CAEE Seminar - Driving and Early-Stage Dementia: An Instrumented Vehicle Study.
The Civil, Architectural, and Environmental Engineering Department will host a Seminar featuring David W. Eby, Research Professor and Head of the Behavioral Sciences Group at the University of Michigan Transportation Research Institute. His lecture is entitled Driving and Early-Stage Dementia: An Instrumented Vehicle Study. Zongzhi Li, a Professor of Civil and Architectural Engineering, will also be hosting the seminar.
Abstract
According to the Alzheimer’s Association, 1 in 8 people age 65 and older, and about one-half of people age 85 and older, have Alzheimer’s disease in the United States (US). There is evidence that drivers with Alzheimer’s disease and related dementias are at an increased risk for unsafe driving. Advances in sensor, computer, and telecommunication technologies provide a method for automatically collecting detailed, objective information about the driving performance of drivers, including those with early-stage dementia.

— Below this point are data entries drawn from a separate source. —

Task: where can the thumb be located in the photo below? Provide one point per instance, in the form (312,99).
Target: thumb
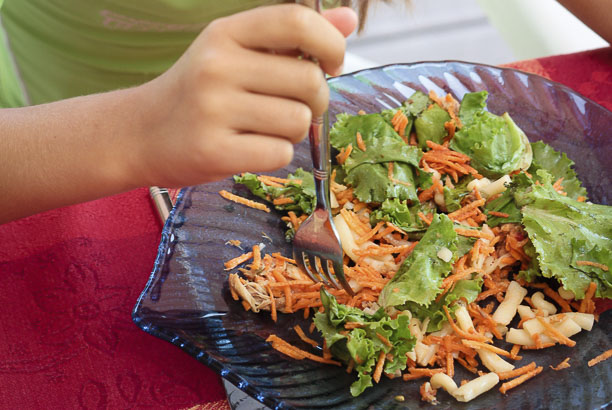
(343,18)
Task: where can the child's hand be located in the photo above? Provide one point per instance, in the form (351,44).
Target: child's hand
(238,99)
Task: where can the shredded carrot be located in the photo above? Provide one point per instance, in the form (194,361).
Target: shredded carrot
(303,336)
(277,255)
(295,352)
(272,304)
(424,218)
(563,365)
(499,214)
(516,372)
(519,380)
(283,201)
(232,263)
(350,366)
(266,181)
(598,359)
(367,236)
(514,352)
(465,335)
(243,201)
(379,366)
(360,143)
(234,294)
(344,154)
(450,364)
(383,339)
(428,394)
(555,334)
(565,307)
(234,242)
(399,122)
(493,197)
(595,264)
(413,139)
(281,180)
(472,233)
(462,211)
(256,258)
(479,345)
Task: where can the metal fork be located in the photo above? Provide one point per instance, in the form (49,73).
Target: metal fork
(316,244)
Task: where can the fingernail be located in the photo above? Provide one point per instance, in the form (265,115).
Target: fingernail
(339,71)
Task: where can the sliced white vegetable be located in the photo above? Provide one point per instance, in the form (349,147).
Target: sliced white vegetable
(476,387)
(463,319)
(525,312)
(566,294)
(478,184)
(519,337)
(443,380)
(445,254)
(540,303)
(507,309)
(496,187)
(584,320)
(493,361)
(333,201)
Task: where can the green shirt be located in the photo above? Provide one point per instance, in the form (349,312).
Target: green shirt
(56,49)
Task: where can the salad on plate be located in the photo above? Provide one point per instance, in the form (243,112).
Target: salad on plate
(464,242)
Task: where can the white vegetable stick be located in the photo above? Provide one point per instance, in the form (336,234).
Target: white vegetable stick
(443,380)
(506,310)
(525,312)
(476,387)
(463,319)
(566,294)
(493,362)
(496,187)
(519,337)
(584,320)
(540,303)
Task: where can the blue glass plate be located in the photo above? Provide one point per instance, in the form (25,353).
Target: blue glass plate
(187,301)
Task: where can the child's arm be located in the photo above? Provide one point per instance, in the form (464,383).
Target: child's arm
(235,101)
(597,14)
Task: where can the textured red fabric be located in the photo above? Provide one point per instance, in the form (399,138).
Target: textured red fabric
(71,276)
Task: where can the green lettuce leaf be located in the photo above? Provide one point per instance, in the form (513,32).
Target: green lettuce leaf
(420,275)
(453,197)
(401,215)
(382,150)
(371,126)
(302,193)
(505,203)
(472,104)
(429,126)
(367,171)
(564,231)
(467,288)
(559,166)
(362,345)
(371,182)
(496,145)
(390,113)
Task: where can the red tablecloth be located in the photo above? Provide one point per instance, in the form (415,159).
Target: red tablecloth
(70,278)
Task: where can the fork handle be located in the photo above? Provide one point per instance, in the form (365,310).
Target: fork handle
(319,149)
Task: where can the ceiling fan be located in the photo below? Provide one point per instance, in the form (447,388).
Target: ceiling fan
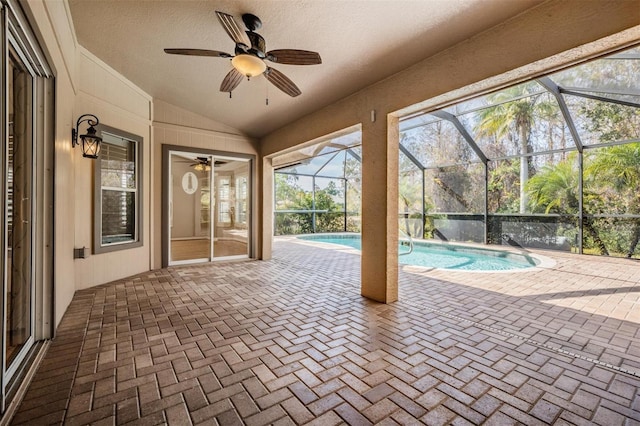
(250,54)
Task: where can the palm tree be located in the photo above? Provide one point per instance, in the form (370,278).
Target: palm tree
(619,165)
(554,190)
(514,118)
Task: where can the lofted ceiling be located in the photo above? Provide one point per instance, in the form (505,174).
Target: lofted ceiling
(360,42)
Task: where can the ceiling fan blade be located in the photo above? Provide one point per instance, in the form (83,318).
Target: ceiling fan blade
(294,57)
(231,81)
(198,52)
(231,27)
(282,82)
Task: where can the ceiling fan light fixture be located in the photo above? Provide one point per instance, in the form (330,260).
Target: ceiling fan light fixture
(248,65)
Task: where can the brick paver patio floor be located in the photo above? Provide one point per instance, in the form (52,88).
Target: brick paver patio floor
(291,341)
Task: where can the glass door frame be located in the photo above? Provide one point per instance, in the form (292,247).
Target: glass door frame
(184,154)
(167,152)
(17,41)
(231,158)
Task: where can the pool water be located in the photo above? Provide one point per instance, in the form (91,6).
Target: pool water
(443,255)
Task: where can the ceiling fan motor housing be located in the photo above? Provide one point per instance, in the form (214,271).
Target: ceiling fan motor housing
(258,45)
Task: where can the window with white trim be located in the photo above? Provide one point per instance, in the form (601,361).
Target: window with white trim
(118,191)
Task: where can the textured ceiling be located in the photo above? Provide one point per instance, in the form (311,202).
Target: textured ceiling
(361,42)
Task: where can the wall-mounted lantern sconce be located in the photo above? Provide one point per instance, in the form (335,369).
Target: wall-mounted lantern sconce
(90,142)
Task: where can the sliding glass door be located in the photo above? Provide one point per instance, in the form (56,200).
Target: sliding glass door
(208,207)
(26,224)
(18,202)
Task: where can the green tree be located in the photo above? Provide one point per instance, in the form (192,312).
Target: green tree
(513,116)
(554,190)
(619,166)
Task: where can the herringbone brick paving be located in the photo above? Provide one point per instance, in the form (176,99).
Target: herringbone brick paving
(291,341)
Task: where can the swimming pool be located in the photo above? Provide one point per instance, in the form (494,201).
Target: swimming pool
(442,255)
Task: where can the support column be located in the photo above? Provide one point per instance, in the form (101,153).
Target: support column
(266,207)
(379,268)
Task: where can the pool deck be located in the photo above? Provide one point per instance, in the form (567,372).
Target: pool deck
(291,341)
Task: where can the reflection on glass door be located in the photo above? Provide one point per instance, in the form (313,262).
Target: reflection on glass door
(190,208)
(208,207)
(18,200)
(231,227)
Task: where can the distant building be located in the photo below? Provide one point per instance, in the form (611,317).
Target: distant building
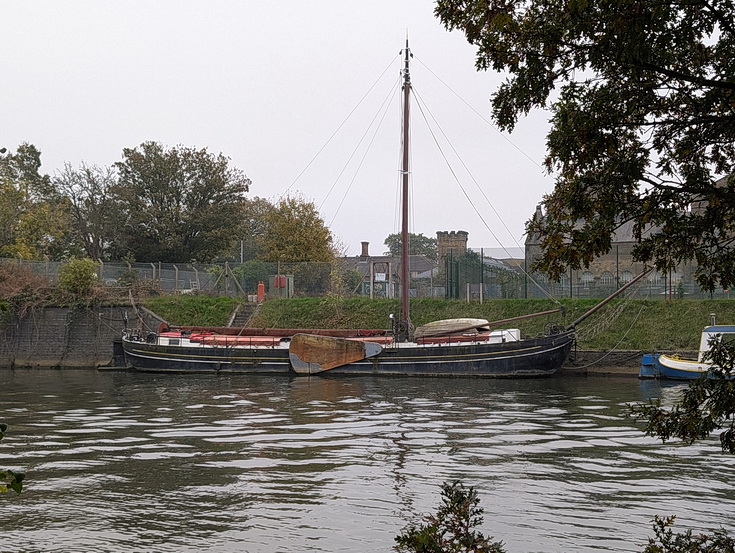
(608,272)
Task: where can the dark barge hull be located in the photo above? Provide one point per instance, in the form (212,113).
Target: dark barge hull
(534,357)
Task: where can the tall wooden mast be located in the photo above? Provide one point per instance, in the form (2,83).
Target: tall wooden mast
(405,281)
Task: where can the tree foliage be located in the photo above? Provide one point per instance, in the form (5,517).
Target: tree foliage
(78,276)
(452,529)
(296,232)
(177,204)
(705,406)
(34,218)
(641,96)
(9,480)
(665,541)
(89,192)
(418,245)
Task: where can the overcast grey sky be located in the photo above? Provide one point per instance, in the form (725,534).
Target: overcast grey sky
(267,84)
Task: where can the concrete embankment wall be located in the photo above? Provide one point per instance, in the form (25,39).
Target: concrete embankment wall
(61,337)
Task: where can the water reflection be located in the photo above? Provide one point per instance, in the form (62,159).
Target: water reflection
(134,462)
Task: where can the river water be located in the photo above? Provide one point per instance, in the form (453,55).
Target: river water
(130,462)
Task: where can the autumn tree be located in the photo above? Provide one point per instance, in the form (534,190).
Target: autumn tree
(89,191)
(641,98)
(296,232)
(177,204)
(251,234)
(418,245)
(34,217)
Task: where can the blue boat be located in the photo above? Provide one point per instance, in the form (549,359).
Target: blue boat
(674,367)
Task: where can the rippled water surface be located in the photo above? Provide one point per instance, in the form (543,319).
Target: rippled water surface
(129,462)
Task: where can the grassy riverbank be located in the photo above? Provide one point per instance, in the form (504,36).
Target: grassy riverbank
(622,324)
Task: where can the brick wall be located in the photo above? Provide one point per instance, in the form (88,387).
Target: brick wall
(61,337)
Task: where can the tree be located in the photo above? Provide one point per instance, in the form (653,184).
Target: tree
(641,97)
(668,542)
(418,245)
(177,204)
(451,530)
(296,232)
(250,243)
(34,217)
(9,480)
(78,276)
(93,212)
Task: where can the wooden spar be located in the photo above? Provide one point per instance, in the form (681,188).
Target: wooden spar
(405,282)
(523,317)
(310,353)
(609,298)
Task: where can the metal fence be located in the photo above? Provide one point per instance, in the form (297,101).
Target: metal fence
(470,282)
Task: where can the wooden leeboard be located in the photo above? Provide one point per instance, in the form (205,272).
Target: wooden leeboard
(310,353)
(450,326)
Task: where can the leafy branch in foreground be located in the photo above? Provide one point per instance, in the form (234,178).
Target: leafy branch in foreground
(708,404)
(668,542)
(452,529)
(9,480)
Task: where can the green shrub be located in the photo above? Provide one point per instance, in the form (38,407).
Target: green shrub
(452,529)
(78,276)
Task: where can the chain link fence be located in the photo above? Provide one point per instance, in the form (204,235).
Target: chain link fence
(463,280)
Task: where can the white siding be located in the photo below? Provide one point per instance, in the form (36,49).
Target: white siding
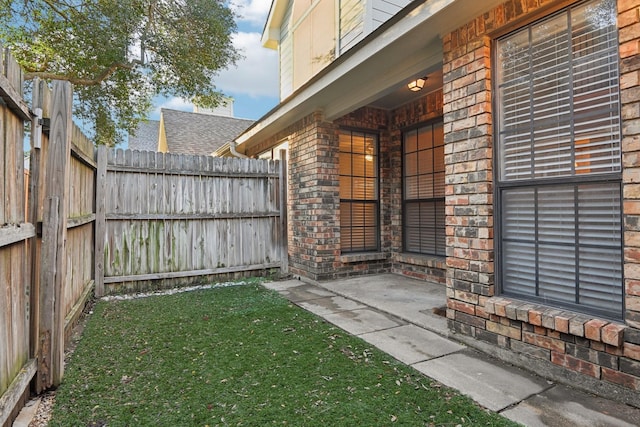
(383,10)
(359,18)
(286,55)
(351,23)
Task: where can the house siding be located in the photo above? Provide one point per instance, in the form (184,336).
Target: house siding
(351,25)
(593,347)
(314,206)
(285,51)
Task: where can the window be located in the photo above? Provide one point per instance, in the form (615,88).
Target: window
(423,177)
(358,191)
(559,161)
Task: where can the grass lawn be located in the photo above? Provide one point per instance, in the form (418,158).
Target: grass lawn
(242,356)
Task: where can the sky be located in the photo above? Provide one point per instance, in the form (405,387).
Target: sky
(253,83)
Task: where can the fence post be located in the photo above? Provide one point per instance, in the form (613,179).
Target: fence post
(100,227)
(284,247)
(54,236)
(35,165)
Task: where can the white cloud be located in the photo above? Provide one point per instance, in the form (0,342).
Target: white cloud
(253,12)
(256,74)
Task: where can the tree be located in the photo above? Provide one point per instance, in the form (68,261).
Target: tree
(120,54)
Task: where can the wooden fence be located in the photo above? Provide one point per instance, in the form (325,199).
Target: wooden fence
(46,262)
(170,219)
(17,365)
(109,221)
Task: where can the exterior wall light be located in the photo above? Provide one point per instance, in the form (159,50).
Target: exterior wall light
(417,84)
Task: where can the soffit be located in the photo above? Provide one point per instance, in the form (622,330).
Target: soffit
(374,69)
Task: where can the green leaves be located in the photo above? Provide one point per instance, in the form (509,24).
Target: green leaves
(119,55)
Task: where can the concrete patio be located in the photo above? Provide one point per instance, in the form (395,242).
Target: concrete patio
(398,315)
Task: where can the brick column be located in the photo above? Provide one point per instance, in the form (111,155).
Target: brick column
(469,180)
(629,38)
(315,201)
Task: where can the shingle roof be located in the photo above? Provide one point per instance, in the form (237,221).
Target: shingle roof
(193,133)
(146,136)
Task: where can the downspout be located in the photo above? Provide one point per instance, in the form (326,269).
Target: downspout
(232,149)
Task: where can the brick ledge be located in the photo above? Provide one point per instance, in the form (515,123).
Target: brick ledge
(421,260)
(364,256)
(563,321)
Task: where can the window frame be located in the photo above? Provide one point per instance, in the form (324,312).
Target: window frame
(536,183)
(375,202)
(434,200)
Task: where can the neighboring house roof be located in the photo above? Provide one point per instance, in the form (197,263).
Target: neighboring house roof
(201,134)
(146,136)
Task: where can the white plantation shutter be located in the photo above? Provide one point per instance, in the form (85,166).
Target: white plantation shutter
(559,97)
(559,122)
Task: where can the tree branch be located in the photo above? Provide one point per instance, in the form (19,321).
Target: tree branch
(80,81)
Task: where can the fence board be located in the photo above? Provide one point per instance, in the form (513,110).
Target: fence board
(15,271)
(54,237)
(172,213)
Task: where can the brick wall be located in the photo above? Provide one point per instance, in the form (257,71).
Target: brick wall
(314,198)
(424,109)
(596,348)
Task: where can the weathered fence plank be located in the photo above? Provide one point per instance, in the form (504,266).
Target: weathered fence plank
(100,227)
(174,216)
(15,271)
(54,236)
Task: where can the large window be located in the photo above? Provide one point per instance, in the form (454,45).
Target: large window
(358,191)
(423,177)
(559,162)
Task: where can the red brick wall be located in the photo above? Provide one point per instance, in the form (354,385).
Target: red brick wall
(594,347)
(314,198)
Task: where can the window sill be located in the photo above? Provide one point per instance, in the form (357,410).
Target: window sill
(431,261)
(363,256)
(566,322)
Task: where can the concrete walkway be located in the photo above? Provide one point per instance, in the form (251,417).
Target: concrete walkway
(397,315)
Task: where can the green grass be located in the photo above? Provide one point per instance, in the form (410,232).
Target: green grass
(241,356)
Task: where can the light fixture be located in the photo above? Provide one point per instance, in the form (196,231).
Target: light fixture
(416,85)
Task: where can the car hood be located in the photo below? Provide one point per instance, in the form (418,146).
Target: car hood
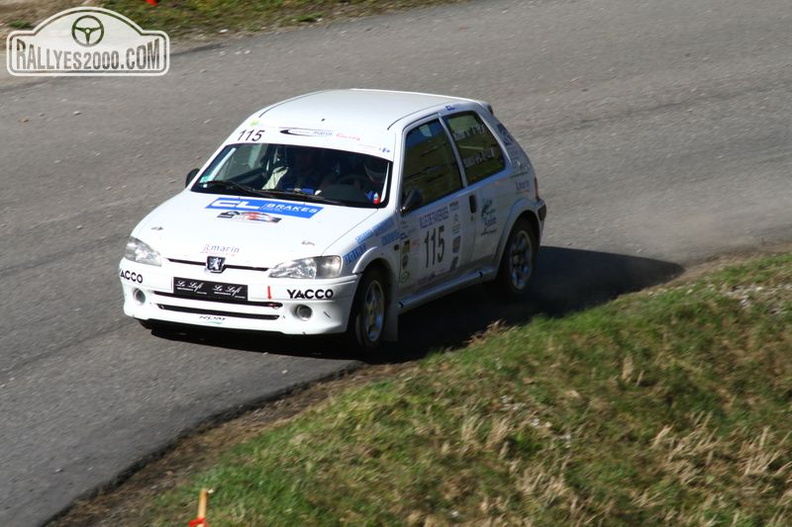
(248,231)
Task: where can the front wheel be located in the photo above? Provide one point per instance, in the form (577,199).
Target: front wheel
(517,264)
(367,319)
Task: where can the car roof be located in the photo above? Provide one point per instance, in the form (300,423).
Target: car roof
(361,108)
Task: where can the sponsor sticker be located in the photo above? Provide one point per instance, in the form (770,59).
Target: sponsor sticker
(266,206)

This seminar discusses a project that used in-vehicle technology to describe a set of driving behaviors that might be common in individuals with early-stage dementia (i.e., a diagnosis of memory loss) and compare these behaviors to a group of drivers without cognitive impairment. Drivers diagnosed with early-stage dementia, who had completed a comprehensive driving assessment and were cleared to drive, participated in the study. Participants had their vehicles instrumented with a suite of sensors and a data acquisition system and drove 1-2 months as they would under normal circumstances. Data from the early-stage dementia group were compared to similar data from an existing dataset of 26 older drivers without dementia. The project’s methodology, results, and implications will be discussed.